Anomaly detection at the Dutch alliance on income data and taxes

The Dutch alliance on income data and taxes puts substantial effort into the analysis of data quality. As part of a research initiative in 2017 and 2018 several innovative products regarding anomaly detection have been developed. Anomalies are cases in a dataset that do not seem to conform to the normal pattern and for that reason may be of interest. The results of the conducted research are relevant for both practice and academia.

A proper analysis of the quality of the income (payroll) data is crucial. Many stakeholders use this data, amongst others for making decisions that affect both civilians and organizations. The importance of data quality can be expected to grow in the years to come, in part because many organizational processes will show higher degrees of automation.

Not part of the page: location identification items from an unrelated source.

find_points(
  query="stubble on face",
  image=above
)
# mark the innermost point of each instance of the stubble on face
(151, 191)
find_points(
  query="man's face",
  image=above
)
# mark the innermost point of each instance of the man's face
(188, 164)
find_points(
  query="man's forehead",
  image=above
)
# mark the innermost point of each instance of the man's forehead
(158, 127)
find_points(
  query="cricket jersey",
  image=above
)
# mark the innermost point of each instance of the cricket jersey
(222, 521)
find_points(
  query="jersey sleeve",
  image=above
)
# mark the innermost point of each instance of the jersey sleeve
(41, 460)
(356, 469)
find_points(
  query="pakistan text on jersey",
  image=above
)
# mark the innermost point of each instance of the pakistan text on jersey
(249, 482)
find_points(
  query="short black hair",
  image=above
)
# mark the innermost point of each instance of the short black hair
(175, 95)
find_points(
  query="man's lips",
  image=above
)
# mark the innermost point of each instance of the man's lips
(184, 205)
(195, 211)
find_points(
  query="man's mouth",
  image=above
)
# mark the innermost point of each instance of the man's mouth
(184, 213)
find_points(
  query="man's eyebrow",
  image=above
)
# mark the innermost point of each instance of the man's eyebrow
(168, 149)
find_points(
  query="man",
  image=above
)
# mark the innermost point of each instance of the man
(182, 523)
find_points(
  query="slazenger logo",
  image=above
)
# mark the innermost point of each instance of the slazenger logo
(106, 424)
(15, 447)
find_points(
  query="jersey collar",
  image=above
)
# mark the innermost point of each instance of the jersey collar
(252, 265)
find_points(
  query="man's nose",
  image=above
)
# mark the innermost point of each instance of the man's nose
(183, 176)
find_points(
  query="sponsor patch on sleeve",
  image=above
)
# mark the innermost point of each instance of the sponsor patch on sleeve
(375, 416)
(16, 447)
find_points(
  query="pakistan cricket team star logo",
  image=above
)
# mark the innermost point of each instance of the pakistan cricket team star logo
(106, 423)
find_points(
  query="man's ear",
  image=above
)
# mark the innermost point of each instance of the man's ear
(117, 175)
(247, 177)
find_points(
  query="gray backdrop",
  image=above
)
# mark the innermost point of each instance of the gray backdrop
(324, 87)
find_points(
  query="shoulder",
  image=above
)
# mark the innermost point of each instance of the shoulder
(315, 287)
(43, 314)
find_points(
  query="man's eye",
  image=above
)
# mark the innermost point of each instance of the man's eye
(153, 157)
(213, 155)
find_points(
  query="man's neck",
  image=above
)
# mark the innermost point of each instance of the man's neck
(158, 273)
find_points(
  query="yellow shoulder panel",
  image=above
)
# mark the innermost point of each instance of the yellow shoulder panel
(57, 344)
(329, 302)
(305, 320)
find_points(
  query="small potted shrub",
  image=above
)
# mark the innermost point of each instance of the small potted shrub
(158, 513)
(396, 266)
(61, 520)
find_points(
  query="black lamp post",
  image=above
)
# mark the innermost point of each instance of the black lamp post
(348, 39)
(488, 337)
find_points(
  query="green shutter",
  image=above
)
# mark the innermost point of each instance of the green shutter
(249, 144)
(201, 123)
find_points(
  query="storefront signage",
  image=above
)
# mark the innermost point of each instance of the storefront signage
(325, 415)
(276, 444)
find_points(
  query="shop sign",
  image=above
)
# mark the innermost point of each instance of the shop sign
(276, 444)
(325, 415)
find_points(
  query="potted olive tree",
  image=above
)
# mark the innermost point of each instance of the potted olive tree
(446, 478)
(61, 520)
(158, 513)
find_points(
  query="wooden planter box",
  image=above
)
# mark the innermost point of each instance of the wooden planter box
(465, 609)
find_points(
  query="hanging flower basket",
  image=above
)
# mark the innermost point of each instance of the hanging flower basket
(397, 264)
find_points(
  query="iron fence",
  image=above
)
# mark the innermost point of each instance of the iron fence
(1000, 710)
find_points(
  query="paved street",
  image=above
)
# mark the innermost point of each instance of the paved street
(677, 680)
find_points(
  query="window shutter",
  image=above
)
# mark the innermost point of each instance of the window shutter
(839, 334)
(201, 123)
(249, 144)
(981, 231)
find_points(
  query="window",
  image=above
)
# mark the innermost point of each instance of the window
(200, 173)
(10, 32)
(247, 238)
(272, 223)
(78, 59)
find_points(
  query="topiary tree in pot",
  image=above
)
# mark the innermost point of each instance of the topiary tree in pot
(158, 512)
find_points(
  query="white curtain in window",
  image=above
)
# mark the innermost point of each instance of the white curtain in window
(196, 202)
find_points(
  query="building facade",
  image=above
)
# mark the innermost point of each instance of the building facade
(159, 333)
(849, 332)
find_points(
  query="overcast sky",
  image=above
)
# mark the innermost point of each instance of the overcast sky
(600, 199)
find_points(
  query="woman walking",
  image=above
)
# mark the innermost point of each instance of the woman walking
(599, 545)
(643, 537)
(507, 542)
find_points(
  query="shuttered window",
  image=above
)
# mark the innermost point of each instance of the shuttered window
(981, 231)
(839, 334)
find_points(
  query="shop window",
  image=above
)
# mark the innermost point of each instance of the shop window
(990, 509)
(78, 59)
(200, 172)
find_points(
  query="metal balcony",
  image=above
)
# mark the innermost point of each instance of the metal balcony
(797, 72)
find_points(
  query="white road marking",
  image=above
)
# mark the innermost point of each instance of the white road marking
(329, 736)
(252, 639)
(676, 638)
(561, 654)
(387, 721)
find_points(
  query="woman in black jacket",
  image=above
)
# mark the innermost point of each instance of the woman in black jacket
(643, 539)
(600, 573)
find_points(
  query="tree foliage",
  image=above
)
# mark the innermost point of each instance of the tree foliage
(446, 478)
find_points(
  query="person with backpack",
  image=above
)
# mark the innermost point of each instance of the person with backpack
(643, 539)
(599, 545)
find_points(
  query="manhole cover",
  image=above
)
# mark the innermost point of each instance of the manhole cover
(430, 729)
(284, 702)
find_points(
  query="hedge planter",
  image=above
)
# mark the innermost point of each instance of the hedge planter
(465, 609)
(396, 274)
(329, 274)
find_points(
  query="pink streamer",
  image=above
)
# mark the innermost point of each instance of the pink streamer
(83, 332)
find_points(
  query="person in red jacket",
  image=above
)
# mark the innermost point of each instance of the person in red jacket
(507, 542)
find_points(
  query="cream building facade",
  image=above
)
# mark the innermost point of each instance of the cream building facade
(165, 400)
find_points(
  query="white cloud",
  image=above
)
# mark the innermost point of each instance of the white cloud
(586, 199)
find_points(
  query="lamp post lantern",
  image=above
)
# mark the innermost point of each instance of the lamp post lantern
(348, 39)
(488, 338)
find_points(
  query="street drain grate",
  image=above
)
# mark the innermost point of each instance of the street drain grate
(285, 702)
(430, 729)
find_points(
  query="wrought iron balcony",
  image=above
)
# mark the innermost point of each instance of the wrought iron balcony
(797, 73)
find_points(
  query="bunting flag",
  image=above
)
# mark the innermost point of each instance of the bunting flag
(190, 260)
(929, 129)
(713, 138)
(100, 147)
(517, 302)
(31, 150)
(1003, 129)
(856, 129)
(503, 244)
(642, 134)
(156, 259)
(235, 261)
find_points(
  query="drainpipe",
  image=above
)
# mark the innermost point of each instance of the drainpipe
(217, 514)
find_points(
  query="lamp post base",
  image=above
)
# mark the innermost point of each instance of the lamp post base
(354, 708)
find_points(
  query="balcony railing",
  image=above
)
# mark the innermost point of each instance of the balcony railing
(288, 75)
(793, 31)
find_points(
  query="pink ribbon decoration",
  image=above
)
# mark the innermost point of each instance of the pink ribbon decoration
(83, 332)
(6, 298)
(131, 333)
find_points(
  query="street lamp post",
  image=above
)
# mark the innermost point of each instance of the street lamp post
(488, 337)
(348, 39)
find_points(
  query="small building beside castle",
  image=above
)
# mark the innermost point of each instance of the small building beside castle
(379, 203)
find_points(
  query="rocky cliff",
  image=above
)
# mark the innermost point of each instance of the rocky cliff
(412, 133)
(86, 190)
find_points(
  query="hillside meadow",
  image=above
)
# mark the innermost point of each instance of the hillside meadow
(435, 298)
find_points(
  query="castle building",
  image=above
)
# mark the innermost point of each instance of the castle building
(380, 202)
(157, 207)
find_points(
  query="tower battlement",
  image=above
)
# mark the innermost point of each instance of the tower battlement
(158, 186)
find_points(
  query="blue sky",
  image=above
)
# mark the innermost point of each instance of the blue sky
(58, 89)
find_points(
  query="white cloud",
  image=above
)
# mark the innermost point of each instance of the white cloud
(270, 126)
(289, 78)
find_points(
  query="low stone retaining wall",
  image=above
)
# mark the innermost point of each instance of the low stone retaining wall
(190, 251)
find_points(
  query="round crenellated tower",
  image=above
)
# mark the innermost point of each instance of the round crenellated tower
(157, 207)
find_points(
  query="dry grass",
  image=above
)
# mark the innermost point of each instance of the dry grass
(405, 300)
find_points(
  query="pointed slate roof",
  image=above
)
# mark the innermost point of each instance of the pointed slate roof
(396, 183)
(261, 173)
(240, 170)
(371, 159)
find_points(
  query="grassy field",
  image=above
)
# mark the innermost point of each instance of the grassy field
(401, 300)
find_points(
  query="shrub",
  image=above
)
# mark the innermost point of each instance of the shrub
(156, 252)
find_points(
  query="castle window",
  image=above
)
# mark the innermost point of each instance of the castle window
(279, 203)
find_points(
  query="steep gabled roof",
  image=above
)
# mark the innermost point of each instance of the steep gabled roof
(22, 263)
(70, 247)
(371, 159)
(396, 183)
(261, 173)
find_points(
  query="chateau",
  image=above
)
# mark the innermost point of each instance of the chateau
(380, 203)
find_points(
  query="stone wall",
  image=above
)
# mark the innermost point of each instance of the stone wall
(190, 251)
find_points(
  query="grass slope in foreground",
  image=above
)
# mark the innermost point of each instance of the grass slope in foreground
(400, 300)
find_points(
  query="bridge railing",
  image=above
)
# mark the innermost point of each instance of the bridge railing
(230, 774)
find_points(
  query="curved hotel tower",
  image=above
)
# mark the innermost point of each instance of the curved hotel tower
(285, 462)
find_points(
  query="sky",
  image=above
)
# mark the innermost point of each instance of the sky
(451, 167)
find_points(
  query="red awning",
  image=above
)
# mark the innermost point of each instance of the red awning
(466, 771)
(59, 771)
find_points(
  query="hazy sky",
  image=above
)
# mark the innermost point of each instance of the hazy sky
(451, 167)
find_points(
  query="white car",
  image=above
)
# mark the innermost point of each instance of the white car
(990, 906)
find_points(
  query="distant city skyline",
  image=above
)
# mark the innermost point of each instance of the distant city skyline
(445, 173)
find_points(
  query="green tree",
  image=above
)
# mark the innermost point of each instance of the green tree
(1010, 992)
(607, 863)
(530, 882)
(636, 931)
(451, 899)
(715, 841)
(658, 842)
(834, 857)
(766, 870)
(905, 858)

For this reason the quality of the income data has drawn considerable attention. Many of these analyses are highly rule-driven, because laws and regulations regarding work and taxes offer a strong base for creating verification rules. However, it is also possible to use advanced analytics to approach the data quality issue in a totally different and strongly data-driven way. A clever algorithm can autonomously conduct an analysis of the dataset and detect patterns and deviations from these patterns. Such an approach might lead to surprising results for data stewards, since the algorithm will analyze the data in its own way and without strict and predefined rules. This allows for a serendipitous analysis and gaining unexpected insights.

This is the essence of (unsupervised) anomaly detection, i.e. looking for strange and remarkable cases in a dataset. The detected anomalies are not necessarily erroneous or suspicious. They are deviations from the regular patterns. Such a data analysis can therefore help to obtain more knowledge of your dataset. Moreover, some of these anomalies will prove to be actual errors, indicative of real problems. Indeed, several of the deviations that were detected by the employed algorithm represented quality problems in the income data. As a result the software has now been improved in order to prevent these errors in the future. This will be explained in more detail below.

Typology of anomalies

One of the delivered results is the typology of anomalies. This conceptual framework offers a fundamental understanding of the different deviations that one can encounter in datasets. The typology is inspired by the processes of the alliance on income data and taxes, but, as a general-purpose tool, can be applied to all datasets.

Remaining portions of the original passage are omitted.